L’ami de Toland était aussi l’ami de Newton, et c’est à Locke que Newton confia le soin de faire imprimer à l’étranger la dissertation où il attaque l’authenticité de deux passages de l’Écriture cités souvent comme les plus formels à l’appui du dogme orthodoxe de la Trinité[1]. Il est désormais impossible de soutenir l’orthodoxie trinitairienne de Newton. Sir David Brewster, qui l’avait essayé dans un premier ouvrage, se borne à établir dans ses Mémoires sur la vie de Newton qu’il n’était pas socinien. Je crois la distinction exacte. Newton voit dans le Christ le fils de Dieu, il croit à sa résurrection; mais, s’il ne se confesse arien dans aucun de ses ouvrages, on a de lui un manuscrit où il attaque vivement le caractère et la sincérité d’Athanase et prend la défense des empereurs et des évêques protecteurs de l’arianisme. Généralement il se tait sur le dogme de la Trinité, ou ne s’en occupe que pour lui enlever deux textes sacrés. Il veut d’abord publier ce travail, mais sur le continent et en gardant l’anonyme; puis il s’inquiète, et donne contre-ordre à Locke, qu’il avait d’abord chargé de la publication. Pourtant il ne détruit point son œuvre, et l’on ne saurait citer un seul passage où il ait cherché à raffermir par d’autres preuves substituées à celles qu’il avait attaquées le point d’orthodoxie ainsi ébranlé.
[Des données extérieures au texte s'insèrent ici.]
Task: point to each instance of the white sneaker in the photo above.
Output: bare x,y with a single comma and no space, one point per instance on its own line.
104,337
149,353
On montre bien que la prudence extrême qui caractérisait ce grand homme l’a plus d’une fois fait revenir sur ses pas pour détourner de compromettans soupçons. Ainsi il a choisi pour son suppléant à l’université de Cambridge Williams Whiston, qui a imprimé sans détour que l’arianisme était le christianisme primitif; puis, il n’a pas voulu qu’on élût le même Whiston membre de la Société royale des sciences. Cependant Whiston n’a pas admis dans ses mémoires que son hétérodoxie fût pour rien dans cette opposition, et, ainsi que d’autres contemporains, il affirme que Newton ne croyait pas que le fils de Dieu eût préexisté au monde, ce qui est une des formes de la doctrine

  1. I. Jean, V, 7. — I. Tim., III, 16.